Furthermore, the glycine biosynthetic pathway found normally in the mitochondrion – a cell organelle that is responsible for energy production in cells – was shown to be the pathway of choice for the synthesis of glycine.  When the experimenters purposefully, blocked the synthesis of glycine by interfering with the mitochondrial synthetic pathway, the enhanced proliferation of the cancer cells studied was significantly impaired.

These findings uncover a previously unknown vulnerability of a wide range of known cancer types.  This discovery may prove to be highly significant as a strategy for the treatment of cancer. 

Friday, June 1, 2012

Drug Addiction and the Human Brain

The addiction to stimulant drugs is a serious issue that confronts modern society.  In those so afflicted, it is characterized by a satellite of issues including a behavioral pattern that grows out of control in the pursuit of obtaining and consuming ever-increasing amounts of drugs in spite of the fact that the use of these drugs negatively impacts both the individual's health and his or her social and personal life. 
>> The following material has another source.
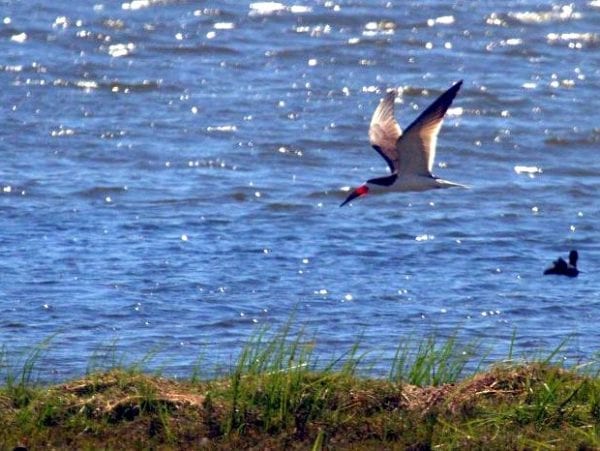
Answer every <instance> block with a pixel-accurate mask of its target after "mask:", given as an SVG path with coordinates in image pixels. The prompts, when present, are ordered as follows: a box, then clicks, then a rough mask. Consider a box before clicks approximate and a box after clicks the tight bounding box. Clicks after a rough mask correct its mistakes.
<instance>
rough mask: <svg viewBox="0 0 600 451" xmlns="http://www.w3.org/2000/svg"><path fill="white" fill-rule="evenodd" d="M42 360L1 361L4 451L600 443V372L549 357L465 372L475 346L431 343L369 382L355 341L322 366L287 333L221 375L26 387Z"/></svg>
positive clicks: (445, 341) (110, 371)
mask: <svg viewBox="0 0 600 451" xmlns="http://www.w3.org/2000/svg"><path fill="white" fill-rule="evenodd" d="M39 353H40V350H39V349H36V350H33V351H32V352H31V353H30V354H29V355H28V356H27V357H26V358H25V359H24V361H23V364H22V365H21V367H20V370H19V372H15V371H14V370H9V369H8V368H9V367H8V366H7V365H4V366H3V369H4V381H3V385H2V387H0V425H2V426H3V427H2V428H0V449H3V450H4V449H13V448H14V447H16V446H23V447H25V448H28V449H40V448H60V449H149V448H152V449H247V448H254V449H284V448H291V449H311V450H318V449H413V450H426V449H433V448H435V449H561V450H562V449H578V450H584V449H600V378H599V377H598V374H597V373H592V372H591V371H589V367H587V368H588V369H587V370H586V371H583V370H581V369H577V368H571V369H568V370H567V369H564V368H562V367H561V366H560V365H557V364H556V363H553V361H552V358H553V356H554V353H550V354H549V356H548V357H546V358H544V359H537V361H532V362H528V363H524V362H521V363H515V362H514V361H511V362H508V363H506V362H505V363H502V364H498V365H496V366H494V367H492V368H487V369H486V370H485V371H484V370H478V371H475V372H473V373H471V374H465V368H466V367H467V364H468V363H469V362H472V360H473V359H474V358H475V356H476V355H477V347H476V346H472V345H469V346H466V347H464V346H463V347H459V346H458V345H457V341H456V340H455V339H449V340H443V341H438V340H435V339H433V338H432V339H429V340H425V341H424V342H422V343H419V344H416V345H414V344H409V343H408V342H407V343H404V344H402V345H401V346H399V347H398V352H397V353H396V358H395V360H394V361H393V362H392V364H391V367H390V371H389V377H388V378H385V379H382V378H379V379H372V378H367V377H364V376H360V373H359V368H360V366H361V361H362V357H363V356H362V355H359V353H358V346H356V347H354V348H352V349H350V350H349V351H348V352H347V353H345V354H344V355H342V356H340V357H339V358H337V359H334V360H332V361H331V362H329V363H328V364H326V365H322V364H320V365H317V362H316V361H315V360H316V359H315V357H314V354H313V345H312V343H311V342H310V341H307V340H304V337H303V335H302V334H299V335H298V336H296V337H290V336H289V335H288V334H287V331H286V330H284V331H282V332H280V333H278V334H275V335H268V334H266V333H263V334H258V335H257V336H256V337H255V338H254V339H253V340H252V341H251V342H250V343H249V344H248V345H247V346H246V347H245V348H244V349H243V351H242V352H241V354H240V356H239V359H238V361H237V364H236V365H235V367H234V368H232V370H231V371H230V373H229V374H227V375H226V376H224V377H222V378H219V379H214V380H200V379H199V378H198V377H196V376H195V375H192V376H190V379H189V380H185V381H175V380H172V379H166V378H162V377H160V376H158V375H150V374H147V373H145V372H144V371H142V370H141V367H140V365H128V366H126V367H125V366H121V367H115V368H113V369H110V370H107V371H103V372H92V373H90V374H88V375H87V376H86V377H83V378H81V379H78V380H73V381H69V382H67V383H63V384H58V385H53V386H49V387H48V386H41V385H38V384H37V383H36V382H35V381H33V380H32V374H34V367H35V364H36V361H37V360H38V358H39ZM3 361H4V362H5V359H3Z"/></svg>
In light of recent evidence, drug addiction has come to be regarded as a, "relapsing brain disorder."   In support of this view, marked structural changes in the striatal and pre-frontal brain regions have been reported in individuals with stimulant drug addiction.  The pre-frontal area of the brain is ordinarily recruited in the regulation and moderation of behavior.  Therefore, any deficit within this region may explain the dependency upon stimulant drugs on account of the fact that these chemicals impact those areas of the brain involved in motivated behavior.

The question naturally arises as to whether addiction itself causes changes in the structure of the brain or the structural anomalies described above precede the addictive behavior and predispose the affected individual to drug taking and its concomitant risky behavior.  In support of the latter argument, the structure of the individual brain is an inherited characteristic and drug addiction is known to run in families.  If, in fact, drug addictive behavior is an inheritable trait, the changes in brain structure would be regarded as an endophenotype – a trait that is a direct result of a genetic anomaly (genotype) and that is responsible for the overt clinical symptoms (phenotype).

In order to test this hypothesis, Dr. Karen D Ersche and her colleagues from the Behavioral and Clinical Neuroscience Institute and Department of Experimental Psychology and Department of Psychiatry at the University of Cambridge, Cambridge, UK, conducted a study in which,   "we compared brain structure and the ability to regulate behavior in 50 biological sibling pairs."  As a result of this exhaustive investigation, it was shown that the fronto-striatal regions of the brains showed marked abnormalities in not only addictive individuals but their biological siblings who possessed no apparent symptoms of drug dependency.  The demonstration of changes in brain structure in close family members establishes the genetic connection and strongly suggests that such endophenotypic changes predispose the individual to drug addictive behavior.

These findings are of immense importance in not only understanding the nature of drug addiction, but also informing the general public and the legal system on how to best deal with addictive individuals.  In addition, further studies designed to discover the underlying genetic abnormalities associated with this condition could provide immeasurable help in finding appropriate therapies for this brain disorder.